I met with a client today. 80 years old with some significant health issues. She and her husband, in their heyday, worked about 40 acres of stone fruit trees and a family-owned packing house. Life was good. Life was simple. Their labor force was well compensated and their laborers appreciated them.
Play it forward. Husband dies. The family home is on a 20-acre parcel and she would like to have the opportunity to sell the agricultural land and keep the house. That’s where the Williamson Act comes in. To split the parcel into a 2-acre lot with house (so she can pass it on to the kids) and an 18-acre agricultural lot (for possible future sale) she has to pay the State extortion money. Big time extortion money. Over 2 years and $45,000 later the parcels are split.
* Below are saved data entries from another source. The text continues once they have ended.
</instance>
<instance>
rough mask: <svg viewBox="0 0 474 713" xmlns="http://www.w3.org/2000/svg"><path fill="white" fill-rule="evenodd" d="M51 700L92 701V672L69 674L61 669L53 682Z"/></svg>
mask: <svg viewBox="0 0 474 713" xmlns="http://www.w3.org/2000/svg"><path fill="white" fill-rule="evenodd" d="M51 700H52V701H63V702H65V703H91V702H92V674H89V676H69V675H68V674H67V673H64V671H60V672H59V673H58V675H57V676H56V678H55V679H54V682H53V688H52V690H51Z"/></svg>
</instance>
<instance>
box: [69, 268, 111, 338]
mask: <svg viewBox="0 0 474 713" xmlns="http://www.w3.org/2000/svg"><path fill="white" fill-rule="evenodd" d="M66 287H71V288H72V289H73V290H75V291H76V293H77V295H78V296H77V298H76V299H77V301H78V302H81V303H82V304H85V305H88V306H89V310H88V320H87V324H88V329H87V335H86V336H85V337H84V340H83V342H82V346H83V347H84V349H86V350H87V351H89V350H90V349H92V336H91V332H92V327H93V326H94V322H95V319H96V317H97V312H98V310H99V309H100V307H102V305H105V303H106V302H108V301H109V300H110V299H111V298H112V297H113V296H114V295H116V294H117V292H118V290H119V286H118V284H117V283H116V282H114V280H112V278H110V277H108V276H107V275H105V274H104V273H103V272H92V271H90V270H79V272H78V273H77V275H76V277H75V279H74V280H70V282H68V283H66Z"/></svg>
Packing fruit used to be a relatively simple and lucrative endeavor. Now with government interference with everything from labor codes to a need to purchase expensive machines to put individual labels on each piece of fruit, many couldn’t survive. Fruit is now picked and more than 50% of the gross profit is then spent on packing house services offered by those select companies that jumped through the bureaucratic hoops and get the compensation for doing it. Now, for each dollar’s gross profit for the fruit (after labor, pesticides, fertilizer, etc.) the grower gets about 43 cents net. What’s wrong with this picture?
I’d like to throw the politicians out into the ag fields for a year or two. Perhaps their perspective would change. Hats off to the family farmer – one of the true endangered species.